Tuesday 11 May 2010

Battling with PMT & HRT while trying to remain postive, calm & stress free...Grrrrrrr

Right, so yesterday I decided, despite the rumblings of PMT, that i was going to try and remain positive, stress free and calm for this round of IVF.



As it's my second cycle, I am feeling more relaxed about things...well some things!
I know what to expect in terms of treatment, i am not keen on the idea of HRT for 20 days...but it's a means to an end.

This time, rather than terror, i am quite looking forward to the injection part of the treatment.

As for the egg collection, fertilisation report & hopefully transfer, I am terrified.
Last time I was blissfully ignorant, i thought it was gonna work. This time, I know how much can go wrong...

Anyway, back to the positive mental attitude that I am striving for...

I can feel my body gearing itself up for a period....however the HRT that I'm taking is saying 'NO' to a period....no release for me then.
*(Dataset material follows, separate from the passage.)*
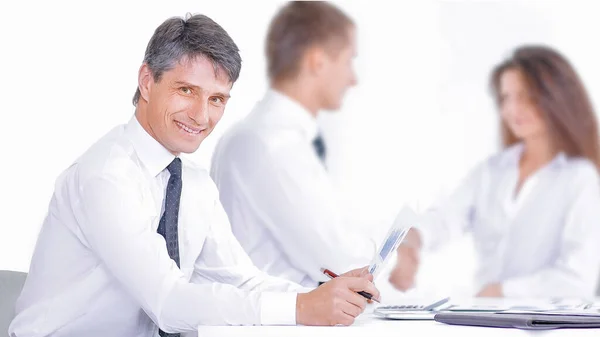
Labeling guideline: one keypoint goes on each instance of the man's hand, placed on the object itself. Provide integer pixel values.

I woke up after several mad dreams,I get up and decide that as I've been paid, that I should pay my bills. The fuckin internet banking isn't working. ( you see, despite trying to be +ive, I'm already growling)

Next as it's such a beautiful morning, I decide to go check & water all my seedlings that I am growing for my allotment. As I wander over I can see that my lettuces are looking strangely limp. As I get closer I smell the unmistakeable smell of cats piss...grrrrrrr


Yoda (my persian cat)....you little shit!!!!!




Shiva (my domestic tabby moggy) has an area of the yard that she uses for a litter. She always goes in the same place, I clean it out, everyones happy.

But Yoda....well Yoda will perch/straddle plants pots just so he can piss in areas I don't want him pissing. Great.
I bet no one will be surprised to learn that Shiva is a lady cat..and Yoda's a bloke...enough said?!!!

I throw damaged lettuce away and repot the survivors that had missed the toxic spray.

Time for some lunch...Oh wouldn't you know, update my twitter account & come back to realise I have burnt my lunch...

AAARRRGGGGGGGGGHHHHHHHHH





How on earth am I supposed to stay calm & stress free for this cycle of ivf? I know I am over reacting, something tiny almost pushing me over the edge but I am pre menstrual, and the world always hates me when I'm premenstrual. Normally I feel better with the first sign of blood...This time I have 19 more days of HRT before I can expect a bleed...Nooooooooooo

I could weep. But, because I am trying to remain positive, calm and stress free...I WILL NOT WEEP.

Thank God I am off to see my homeopath/acupuncturist today at 3 this afternoon, she always sorts me out, then hopefully the calm, positive me will be restored!!